Jenny Slate's Donna Stern works at a bookstore that's going out of business and performs her personalized comic routines in a low-grade nightspot.
On stage, Donna talks about herself in ways that mix self-deprecation and hostility. She's one of those comics who giggles at her own jokes, which, as I've said, didn't do much to move the needle on my laugh meter.
And that would have been fine had the movie recognized that Donna may be marking time before she gets on with her "real" life. I'm not sure it does.
Slate (familiar from TV's Bob's Burgers, Parks and Recreation and Kroll Show) doesn't do much to take her character beneath the surface. Donna's a self-absorbed young woman with divorced parents: an artsy-fartsy, puppeteer father (Richard Kind) and a strictly business mom (Polly Draper).

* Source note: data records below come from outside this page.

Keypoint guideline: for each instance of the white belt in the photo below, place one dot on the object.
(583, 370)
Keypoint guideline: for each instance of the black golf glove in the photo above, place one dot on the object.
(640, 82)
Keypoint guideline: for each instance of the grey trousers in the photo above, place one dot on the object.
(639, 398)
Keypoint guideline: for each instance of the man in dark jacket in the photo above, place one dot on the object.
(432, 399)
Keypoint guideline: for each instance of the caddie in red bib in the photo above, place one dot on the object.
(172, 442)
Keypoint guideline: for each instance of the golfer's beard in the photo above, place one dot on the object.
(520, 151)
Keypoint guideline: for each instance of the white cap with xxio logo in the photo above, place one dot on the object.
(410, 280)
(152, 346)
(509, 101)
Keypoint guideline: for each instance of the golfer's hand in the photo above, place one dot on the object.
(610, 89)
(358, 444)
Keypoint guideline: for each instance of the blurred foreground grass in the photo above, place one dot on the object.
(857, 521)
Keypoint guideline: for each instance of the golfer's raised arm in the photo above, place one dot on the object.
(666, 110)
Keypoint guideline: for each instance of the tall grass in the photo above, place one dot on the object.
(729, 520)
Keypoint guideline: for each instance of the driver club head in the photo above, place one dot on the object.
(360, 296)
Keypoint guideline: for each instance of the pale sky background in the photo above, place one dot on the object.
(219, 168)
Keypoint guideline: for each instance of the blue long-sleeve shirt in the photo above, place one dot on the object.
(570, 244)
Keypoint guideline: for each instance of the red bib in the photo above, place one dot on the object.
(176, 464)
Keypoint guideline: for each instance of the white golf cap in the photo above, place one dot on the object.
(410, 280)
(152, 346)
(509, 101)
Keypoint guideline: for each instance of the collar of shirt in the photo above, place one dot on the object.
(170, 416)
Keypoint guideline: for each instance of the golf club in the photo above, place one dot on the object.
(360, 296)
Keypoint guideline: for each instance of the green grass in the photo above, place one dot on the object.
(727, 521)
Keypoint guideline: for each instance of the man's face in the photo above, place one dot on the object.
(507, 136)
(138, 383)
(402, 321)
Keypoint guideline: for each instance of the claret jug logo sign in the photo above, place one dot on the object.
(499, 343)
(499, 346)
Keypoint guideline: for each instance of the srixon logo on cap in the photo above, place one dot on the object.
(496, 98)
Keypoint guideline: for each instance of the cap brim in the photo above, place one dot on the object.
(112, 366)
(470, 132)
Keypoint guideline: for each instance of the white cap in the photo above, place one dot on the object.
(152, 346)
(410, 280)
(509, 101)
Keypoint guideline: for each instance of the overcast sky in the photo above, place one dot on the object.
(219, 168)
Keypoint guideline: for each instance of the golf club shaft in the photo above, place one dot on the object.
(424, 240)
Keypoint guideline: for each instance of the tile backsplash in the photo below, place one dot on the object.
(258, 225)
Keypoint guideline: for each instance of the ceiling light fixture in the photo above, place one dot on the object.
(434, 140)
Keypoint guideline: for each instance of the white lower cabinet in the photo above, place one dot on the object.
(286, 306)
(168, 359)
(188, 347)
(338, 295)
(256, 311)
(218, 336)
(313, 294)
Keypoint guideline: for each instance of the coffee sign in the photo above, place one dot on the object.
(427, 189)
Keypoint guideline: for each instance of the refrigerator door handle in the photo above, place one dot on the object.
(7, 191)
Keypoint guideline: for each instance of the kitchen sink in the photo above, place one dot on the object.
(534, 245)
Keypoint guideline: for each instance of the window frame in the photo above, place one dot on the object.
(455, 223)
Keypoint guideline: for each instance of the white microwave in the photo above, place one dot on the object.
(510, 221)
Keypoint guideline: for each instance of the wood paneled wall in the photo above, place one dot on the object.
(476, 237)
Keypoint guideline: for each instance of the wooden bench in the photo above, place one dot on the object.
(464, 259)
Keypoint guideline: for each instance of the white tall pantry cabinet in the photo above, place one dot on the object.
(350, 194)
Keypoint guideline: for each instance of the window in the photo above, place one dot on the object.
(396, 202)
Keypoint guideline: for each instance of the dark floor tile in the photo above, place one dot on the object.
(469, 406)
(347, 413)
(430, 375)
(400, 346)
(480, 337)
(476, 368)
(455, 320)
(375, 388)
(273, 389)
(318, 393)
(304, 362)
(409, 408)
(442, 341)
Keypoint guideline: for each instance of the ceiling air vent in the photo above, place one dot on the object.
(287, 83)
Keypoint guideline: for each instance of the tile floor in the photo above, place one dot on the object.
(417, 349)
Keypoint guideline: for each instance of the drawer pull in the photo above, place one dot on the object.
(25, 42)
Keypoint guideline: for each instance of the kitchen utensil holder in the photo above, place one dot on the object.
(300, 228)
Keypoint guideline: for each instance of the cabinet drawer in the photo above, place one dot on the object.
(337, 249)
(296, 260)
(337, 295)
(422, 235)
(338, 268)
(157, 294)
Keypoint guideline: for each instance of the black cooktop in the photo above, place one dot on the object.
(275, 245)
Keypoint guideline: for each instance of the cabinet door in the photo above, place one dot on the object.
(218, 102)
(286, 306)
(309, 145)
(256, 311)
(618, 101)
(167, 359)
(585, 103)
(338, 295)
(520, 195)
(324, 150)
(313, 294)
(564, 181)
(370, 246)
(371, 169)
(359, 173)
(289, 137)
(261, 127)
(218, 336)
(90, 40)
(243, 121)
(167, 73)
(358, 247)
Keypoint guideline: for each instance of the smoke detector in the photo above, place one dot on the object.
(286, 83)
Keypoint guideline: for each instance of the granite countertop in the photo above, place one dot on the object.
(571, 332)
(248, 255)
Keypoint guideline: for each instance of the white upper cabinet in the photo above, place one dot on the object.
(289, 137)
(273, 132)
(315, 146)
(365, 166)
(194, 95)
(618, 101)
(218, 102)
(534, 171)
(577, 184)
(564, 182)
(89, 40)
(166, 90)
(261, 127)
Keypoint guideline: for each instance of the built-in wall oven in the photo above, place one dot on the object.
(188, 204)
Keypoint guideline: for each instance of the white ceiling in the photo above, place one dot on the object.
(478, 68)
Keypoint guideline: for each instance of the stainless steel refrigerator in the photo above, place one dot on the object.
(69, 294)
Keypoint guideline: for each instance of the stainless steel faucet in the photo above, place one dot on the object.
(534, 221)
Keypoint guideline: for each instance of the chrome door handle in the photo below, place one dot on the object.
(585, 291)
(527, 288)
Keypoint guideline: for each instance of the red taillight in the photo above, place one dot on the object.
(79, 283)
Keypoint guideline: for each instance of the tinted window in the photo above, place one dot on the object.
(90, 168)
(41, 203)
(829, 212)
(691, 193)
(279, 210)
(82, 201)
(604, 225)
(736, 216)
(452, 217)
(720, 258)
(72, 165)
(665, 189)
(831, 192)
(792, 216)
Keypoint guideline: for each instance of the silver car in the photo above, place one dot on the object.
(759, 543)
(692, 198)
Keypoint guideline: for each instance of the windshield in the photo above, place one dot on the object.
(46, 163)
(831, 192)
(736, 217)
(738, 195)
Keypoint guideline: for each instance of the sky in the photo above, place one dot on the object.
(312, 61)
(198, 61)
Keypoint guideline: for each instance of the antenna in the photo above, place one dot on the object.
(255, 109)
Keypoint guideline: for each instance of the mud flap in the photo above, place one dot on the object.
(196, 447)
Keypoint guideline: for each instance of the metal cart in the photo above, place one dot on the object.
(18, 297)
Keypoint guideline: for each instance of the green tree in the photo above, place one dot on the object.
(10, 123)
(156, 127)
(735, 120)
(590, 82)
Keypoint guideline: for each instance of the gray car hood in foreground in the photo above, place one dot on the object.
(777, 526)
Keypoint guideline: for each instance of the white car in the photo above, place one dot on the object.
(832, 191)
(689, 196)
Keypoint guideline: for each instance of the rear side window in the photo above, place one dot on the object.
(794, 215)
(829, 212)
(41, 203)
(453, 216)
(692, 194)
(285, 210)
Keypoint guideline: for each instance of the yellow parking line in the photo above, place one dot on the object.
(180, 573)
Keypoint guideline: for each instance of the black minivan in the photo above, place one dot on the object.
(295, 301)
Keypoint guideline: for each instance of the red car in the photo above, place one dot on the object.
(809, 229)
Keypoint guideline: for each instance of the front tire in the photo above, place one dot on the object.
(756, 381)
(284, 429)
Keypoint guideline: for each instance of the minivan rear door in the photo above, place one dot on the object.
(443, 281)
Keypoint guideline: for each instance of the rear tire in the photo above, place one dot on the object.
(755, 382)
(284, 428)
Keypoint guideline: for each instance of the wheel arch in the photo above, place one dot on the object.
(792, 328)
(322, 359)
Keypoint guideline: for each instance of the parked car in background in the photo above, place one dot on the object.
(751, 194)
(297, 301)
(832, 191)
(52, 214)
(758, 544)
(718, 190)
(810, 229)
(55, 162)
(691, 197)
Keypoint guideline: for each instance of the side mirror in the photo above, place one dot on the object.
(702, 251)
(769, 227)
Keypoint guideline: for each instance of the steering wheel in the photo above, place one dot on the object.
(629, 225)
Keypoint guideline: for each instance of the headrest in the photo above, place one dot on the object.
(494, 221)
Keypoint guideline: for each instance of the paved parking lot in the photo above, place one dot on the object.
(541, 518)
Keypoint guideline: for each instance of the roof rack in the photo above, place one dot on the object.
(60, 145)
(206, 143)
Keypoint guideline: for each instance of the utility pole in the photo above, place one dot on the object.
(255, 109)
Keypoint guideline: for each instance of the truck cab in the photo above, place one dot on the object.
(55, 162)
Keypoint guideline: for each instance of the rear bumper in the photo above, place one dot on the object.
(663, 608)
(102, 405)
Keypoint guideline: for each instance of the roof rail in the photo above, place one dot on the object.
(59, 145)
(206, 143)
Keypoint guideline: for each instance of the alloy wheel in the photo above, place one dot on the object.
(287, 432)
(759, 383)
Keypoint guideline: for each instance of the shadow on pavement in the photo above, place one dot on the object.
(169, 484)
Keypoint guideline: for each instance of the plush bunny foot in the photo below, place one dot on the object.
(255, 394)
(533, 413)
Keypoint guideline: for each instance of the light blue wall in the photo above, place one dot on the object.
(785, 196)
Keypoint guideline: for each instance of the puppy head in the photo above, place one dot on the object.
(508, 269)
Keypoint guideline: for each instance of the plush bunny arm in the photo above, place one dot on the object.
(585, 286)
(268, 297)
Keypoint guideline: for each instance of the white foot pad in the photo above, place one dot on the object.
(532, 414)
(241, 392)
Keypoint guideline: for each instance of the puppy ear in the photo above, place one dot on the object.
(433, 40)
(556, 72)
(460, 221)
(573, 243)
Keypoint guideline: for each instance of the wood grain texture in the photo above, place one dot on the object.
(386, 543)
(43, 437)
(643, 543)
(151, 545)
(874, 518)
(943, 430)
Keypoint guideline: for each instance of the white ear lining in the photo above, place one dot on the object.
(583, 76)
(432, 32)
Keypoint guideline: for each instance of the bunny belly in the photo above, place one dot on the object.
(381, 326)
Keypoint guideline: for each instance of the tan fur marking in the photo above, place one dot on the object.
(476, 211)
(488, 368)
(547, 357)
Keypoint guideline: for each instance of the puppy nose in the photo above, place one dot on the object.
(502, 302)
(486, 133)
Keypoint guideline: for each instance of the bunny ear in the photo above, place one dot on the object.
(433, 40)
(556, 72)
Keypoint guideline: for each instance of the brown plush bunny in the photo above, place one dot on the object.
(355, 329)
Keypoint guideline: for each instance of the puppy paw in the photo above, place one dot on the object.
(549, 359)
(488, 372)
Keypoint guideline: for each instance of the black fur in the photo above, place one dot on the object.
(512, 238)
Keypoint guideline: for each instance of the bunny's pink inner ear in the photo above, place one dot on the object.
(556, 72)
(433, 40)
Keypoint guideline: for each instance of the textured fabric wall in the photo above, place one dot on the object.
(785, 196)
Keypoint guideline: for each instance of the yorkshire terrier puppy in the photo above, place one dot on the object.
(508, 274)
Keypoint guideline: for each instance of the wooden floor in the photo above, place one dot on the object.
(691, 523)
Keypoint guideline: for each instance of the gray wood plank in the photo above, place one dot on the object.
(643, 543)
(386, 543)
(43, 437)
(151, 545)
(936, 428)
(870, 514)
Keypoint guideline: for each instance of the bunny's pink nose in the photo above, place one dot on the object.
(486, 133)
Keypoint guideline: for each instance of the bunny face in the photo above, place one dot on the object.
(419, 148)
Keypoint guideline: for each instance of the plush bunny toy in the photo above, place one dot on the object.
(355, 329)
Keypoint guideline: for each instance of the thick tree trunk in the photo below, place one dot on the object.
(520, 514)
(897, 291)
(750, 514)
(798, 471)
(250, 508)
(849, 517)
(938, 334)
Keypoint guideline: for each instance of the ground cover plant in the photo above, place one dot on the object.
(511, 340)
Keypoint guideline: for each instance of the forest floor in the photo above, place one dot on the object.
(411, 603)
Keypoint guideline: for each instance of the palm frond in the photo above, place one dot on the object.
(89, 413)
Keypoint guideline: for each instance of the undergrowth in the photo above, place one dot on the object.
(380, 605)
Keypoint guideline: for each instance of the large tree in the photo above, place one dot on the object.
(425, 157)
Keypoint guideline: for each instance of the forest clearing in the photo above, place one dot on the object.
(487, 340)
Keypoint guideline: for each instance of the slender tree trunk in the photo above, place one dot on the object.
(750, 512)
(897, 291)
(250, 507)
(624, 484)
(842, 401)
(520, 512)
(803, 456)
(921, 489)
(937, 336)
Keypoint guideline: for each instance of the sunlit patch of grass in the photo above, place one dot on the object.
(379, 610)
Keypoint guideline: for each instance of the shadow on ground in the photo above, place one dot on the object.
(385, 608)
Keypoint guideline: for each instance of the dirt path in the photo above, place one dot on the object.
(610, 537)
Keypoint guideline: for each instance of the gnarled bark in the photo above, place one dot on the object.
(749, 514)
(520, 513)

Early on, Donna is dumped by her boyfriend (Paul Briganti). He's put off by the fact that she discusses their relationship on stage, suggesting an under-explored and interesting subject: What happens when someone uses someone else's life as material?
A distraught Donna tries to rebound with a drunken one-night stand. She sleeps with Max (Jake Lacy), a WASPy guy who happens to find her funny and engaging, and who's also consistently nice.
A night that might have fizzled into memory persists when Donna discovers that she's pregnant. She's smart enough to know that she's not ready for motherhood, and never wavers in her desire to have an abortion.
That's not to say that she's callous about it: Donna understands that she's making a big decision, and she eventually has a conversation with her mother about it.
Mom knows what life was like before Roe vs. Wade. It's the opposite with Donna. We're talking about a young woman who has grown up with abortion and accepts it -- although she probably never thought she'd find herself in a position where she needed one.
Meanwhile, Lacy's Max persists in his pursuit of Donna. He doesn't know she's pregnant, and sees a possibility for a deeper relationship.
There's not much supporting cast here. Gaby Hoffmann has a nice turn as Donna's best friend; and Gabe Leiderman plays a gay comic who's also one of Donna's pals.
Obvious Child is bound to connect with lots of young women: For me, the movie would have worked better had Donna been something other than mediocre stand-up comic. Many of her routines are sprinkled, Louie-like throughout the movie, a ploy that, for me, just didn't work.
Obvious Child does, however, lower the volume of talk about abortion, allowing a female character to treat it as a part of life -- not a happy one, but one that is not necessarily ruinous or soul-shattering, either.
That statement deserved a more substantial movie.